La République centrafricaine a agréablement surpris. On craignait le pire dans un pays aussi déstructuré (voir page 8). Surtout après une période préélectorale agitée (voir notre numéro 185, de février 2005). A tel point que l’Organisation internationale de la francophonie a été pratiquement seule à daigner dépêcher sur place une trentaine de délégués sous la direction de l’ancien président du Burundi, Pierre Buyoya, pour surveiller les opérations de vote. Or, la campagne électorale et le double scrutin (présidentiel couplé avec les législatives) du 13 mars se sont déroulés à la satisfaction de la plupart des observateurs. Les Centrafricains se sont massivement déplacés pour accomplir leur devoir de citoyen. Et ce, dans le calme. Malgré la lenteur des opérations de vote. Le taux de participation a été estimé à 68,27 %.
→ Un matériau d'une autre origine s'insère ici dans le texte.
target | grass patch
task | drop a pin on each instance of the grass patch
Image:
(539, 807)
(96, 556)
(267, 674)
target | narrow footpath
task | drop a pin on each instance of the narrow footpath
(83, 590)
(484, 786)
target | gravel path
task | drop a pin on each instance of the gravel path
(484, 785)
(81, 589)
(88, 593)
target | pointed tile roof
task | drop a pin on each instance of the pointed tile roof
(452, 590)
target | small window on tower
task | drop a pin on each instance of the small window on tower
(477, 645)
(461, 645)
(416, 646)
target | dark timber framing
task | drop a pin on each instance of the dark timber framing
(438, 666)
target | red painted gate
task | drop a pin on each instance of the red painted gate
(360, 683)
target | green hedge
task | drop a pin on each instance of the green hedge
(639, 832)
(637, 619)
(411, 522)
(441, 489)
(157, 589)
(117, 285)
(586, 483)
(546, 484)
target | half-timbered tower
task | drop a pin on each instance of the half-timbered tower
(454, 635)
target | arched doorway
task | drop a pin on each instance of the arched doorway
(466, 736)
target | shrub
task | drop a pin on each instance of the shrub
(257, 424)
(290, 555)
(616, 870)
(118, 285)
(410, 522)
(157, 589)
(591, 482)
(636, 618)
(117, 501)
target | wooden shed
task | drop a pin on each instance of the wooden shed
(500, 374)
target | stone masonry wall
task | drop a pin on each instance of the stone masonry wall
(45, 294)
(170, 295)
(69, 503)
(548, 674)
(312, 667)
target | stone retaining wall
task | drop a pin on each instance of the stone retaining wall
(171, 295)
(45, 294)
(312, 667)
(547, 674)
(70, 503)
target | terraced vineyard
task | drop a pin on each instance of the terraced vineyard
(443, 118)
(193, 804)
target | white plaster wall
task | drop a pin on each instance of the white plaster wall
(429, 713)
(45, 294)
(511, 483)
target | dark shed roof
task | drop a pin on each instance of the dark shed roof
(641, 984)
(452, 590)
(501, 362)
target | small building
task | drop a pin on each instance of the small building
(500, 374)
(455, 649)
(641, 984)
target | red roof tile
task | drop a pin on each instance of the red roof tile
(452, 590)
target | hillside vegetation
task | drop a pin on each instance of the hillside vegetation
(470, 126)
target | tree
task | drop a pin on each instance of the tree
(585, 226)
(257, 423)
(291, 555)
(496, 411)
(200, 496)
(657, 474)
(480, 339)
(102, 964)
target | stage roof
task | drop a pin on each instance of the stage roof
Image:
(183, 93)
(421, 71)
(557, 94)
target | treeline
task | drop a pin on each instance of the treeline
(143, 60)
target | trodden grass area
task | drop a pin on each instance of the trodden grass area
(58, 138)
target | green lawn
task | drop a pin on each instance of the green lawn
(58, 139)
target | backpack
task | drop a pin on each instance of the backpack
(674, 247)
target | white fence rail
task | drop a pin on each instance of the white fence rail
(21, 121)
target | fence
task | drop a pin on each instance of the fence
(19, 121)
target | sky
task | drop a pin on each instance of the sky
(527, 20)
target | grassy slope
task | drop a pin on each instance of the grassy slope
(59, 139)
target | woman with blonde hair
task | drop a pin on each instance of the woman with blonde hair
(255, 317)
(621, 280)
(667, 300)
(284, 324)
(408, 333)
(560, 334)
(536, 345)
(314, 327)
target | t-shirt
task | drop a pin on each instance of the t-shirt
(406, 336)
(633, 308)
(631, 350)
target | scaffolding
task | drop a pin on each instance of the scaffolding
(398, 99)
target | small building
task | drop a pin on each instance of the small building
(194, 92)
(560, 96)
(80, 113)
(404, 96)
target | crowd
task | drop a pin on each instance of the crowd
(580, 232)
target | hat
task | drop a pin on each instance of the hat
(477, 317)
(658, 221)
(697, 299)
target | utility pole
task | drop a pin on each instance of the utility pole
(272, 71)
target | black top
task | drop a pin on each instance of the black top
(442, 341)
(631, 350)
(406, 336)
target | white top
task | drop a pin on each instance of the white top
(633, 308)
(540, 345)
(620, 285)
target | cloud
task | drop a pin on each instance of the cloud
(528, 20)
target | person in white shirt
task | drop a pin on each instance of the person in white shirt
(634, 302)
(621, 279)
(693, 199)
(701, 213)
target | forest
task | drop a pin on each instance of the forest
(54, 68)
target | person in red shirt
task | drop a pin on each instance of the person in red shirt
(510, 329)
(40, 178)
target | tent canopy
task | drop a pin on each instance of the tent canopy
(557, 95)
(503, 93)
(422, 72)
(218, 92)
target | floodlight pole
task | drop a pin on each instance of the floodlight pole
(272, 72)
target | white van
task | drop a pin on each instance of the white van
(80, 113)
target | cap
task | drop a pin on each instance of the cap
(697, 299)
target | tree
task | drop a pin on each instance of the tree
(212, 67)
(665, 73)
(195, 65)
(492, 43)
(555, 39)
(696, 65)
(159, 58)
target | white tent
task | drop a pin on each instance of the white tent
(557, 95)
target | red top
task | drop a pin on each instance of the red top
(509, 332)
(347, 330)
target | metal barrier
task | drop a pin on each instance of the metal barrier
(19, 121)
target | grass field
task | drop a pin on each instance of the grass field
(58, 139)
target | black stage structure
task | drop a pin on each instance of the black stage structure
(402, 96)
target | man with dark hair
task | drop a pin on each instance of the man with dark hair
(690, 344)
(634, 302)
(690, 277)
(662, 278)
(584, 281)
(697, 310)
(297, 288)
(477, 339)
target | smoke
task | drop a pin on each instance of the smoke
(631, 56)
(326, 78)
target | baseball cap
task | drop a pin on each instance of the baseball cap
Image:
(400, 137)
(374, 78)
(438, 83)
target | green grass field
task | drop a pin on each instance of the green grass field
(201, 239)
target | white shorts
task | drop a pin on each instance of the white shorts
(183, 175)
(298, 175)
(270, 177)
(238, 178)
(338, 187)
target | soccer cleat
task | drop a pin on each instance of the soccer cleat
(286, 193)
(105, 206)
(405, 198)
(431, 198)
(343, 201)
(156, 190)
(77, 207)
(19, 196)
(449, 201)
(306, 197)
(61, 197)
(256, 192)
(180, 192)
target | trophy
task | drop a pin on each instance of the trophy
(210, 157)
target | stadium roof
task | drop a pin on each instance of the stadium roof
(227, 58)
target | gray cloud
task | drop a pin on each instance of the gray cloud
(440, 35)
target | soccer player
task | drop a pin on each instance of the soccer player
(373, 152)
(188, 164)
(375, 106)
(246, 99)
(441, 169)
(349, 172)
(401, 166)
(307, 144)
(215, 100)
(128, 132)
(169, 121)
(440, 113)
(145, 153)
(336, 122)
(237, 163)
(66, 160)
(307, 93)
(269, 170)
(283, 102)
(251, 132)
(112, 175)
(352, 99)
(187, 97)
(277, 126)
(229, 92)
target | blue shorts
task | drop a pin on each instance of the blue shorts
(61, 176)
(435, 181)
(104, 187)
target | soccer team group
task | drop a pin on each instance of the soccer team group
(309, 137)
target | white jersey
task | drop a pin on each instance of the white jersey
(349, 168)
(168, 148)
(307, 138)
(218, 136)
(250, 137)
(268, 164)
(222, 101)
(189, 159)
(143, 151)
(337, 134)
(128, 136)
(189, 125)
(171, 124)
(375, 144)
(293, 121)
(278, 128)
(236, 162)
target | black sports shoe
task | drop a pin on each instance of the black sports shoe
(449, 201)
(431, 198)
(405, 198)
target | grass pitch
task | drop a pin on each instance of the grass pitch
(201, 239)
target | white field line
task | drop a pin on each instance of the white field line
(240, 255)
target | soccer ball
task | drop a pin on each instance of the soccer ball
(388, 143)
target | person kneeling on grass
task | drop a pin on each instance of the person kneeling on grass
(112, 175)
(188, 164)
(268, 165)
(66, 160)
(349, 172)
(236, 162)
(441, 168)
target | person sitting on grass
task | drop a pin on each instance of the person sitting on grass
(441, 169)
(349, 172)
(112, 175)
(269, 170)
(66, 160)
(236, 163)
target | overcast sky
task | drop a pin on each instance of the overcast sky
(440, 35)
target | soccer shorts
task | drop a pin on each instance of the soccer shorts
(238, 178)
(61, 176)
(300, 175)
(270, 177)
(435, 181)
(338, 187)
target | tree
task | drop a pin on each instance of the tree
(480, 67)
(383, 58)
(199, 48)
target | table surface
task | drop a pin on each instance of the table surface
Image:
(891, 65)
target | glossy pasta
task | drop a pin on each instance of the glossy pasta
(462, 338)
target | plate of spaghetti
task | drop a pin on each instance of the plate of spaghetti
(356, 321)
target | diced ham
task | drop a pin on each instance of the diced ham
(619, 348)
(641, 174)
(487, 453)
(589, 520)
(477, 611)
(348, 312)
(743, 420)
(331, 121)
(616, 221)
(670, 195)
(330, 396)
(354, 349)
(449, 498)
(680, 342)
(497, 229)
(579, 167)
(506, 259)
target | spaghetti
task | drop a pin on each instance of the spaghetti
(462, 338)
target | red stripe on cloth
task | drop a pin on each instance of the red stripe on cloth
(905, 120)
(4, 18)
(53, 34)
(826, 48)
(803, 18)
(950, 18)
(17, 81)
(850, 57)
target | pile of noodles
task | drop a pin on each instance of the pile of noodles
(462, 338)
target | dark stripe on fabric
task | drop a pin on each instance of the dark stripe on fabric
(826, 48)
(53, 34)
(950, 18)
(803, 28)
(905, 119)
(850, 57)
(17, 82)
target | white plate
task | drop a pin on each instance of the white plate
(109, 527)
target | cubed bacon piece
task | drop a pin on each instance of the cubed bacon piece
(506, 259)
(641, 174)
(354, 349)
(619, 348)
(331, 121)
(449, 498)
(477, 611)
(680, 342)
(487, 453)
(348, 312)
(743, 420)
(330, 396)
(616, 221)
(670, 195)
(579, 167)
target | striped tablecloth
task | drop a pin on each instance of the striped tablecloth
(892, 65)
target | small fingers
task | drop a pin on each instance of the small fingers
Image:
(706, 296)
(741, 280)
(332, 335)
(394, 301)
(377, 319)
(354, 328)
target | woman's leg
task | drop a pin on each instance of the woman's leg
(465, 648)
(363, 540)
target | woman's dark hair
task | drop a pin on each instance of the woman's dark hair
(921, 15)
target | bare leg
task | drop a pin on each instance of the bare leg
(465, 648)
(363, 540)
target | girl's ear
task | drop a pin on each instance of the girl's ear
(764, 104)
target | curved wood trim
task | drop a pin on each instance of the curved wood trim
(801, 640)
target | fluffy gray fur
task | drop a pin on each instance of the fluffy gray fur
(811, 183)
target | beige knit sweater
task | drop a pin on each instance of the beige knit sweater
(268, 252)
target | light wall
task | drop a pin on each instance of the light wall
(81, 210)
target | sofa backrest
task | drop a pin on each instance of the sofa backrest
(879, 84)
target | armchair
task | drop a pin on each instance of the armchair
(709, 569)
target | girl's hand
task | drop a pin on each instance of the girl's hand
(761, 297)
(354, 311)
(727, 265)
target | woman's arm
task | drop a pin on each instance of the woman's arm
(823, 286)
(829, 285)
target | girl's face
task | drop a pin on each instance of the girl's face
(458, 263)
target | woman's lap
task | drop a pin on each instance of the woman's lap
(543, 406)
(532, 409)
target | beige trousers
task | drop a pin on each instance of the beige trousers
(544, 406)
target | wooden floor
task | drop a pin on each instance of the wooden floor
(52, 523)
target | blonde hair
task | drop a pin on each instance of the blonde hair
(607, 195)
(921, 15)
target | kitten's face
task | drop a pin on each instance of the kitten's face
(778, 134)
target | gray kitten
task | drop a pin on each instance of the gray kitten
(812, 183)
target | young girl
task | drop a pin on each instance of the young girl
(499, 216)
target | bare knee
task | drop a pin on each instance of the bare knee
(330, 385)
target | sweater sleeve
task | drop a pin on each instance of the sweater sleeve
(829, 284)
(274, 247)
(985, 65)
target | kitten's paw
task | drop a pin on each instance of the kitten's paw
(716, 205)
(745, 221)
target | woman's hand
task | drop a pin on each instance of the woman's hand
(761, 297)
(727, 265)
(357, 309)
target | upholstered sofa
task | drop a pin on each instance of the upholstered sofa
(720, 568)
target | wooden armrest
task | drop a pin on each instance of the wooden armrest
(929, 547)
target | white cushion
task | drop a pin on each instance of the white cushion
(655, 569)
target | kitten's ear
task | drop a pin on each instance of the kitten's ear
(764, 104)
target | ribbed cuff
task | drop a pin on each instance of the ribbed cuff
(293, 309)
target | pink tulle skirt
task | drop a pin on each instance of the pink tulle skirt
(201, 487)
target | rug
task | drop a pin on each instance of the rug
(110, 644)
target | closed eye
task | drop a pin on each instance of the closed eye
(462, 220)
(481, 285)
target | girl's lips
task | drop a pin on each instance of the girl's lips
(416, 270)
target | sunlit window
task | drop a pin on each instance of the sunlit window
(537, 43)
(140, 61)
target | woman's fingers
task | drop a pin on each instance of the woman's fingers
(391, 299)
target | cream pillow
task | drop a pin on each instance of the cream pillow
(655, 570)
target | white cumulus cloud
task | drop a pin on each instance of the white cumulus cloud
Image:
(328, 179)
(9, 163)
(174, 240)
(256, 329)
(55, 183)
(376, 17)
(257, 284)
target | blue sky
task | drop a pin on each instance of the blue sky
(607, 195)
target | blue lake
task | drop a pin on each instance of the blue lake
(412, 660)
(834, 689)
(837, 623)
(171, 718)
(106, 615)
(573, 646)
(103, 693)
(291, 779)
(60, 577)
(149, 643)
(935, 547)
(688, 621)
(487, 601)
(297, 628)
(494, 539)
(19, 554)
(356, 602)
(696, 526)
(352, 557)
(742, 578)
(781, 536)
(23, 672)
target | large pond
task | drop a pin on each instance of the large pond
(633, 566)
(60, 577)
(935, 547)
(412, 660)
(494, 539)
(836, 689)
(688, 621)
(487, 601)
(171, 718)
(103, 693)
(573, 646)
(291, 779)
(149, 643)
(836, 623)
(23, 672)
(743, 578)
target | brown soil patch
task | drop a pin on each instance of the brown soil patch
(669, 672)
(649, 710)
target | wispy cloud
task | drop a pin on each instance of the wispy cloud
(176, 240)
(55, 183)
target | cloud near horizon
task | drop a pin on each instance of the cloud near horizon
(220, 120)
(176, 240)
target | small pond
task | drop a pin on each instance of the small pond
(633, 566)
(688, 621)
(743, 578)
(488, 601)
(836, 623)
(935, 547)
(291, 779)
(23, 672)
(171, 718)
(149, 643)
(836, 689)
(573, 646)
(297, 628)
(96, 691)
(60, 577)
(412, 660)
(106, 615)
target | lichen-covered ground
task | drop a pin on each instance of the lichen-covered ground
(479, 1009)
A part le passage à tabac de quelques habitants de Bangui, coupables d’avoir mal voté, il y a eu peu de dérapages. Certes, un incident, survenu en marge du dépouillement des bulletins, aurait pu mettre le feu aux poudres. Une fusillade avait en effet éclaté dans la nuit du 22 au 23 mars, entre des éléments de la Garde républicaine et des membres des services d’ordre de l’ancien chef de l’Etat, le général André Kolingba – lui aussi candidat – devant le domicile de ce dernier. Mais, considérée plutôt comme une bavure, et non comme une tentative d’assassinat comme l’avaient prétendu ses partisans, tout a été mis en œuvre par le gouvernement pour en minimiser l’impact. “Cet incident malheureux est simplement une confusion due au manque de communication entre les deux unités. Par conséquent, il ne doit pas être interprété comme une tentative d’acte criminel”, avait tenu à préciser Michel Sallé, le ministre de l’Intérieur. Et pour couper court à toute autre spéculation, François Bozizé est allé rendre visite à André Kolingba chez lui.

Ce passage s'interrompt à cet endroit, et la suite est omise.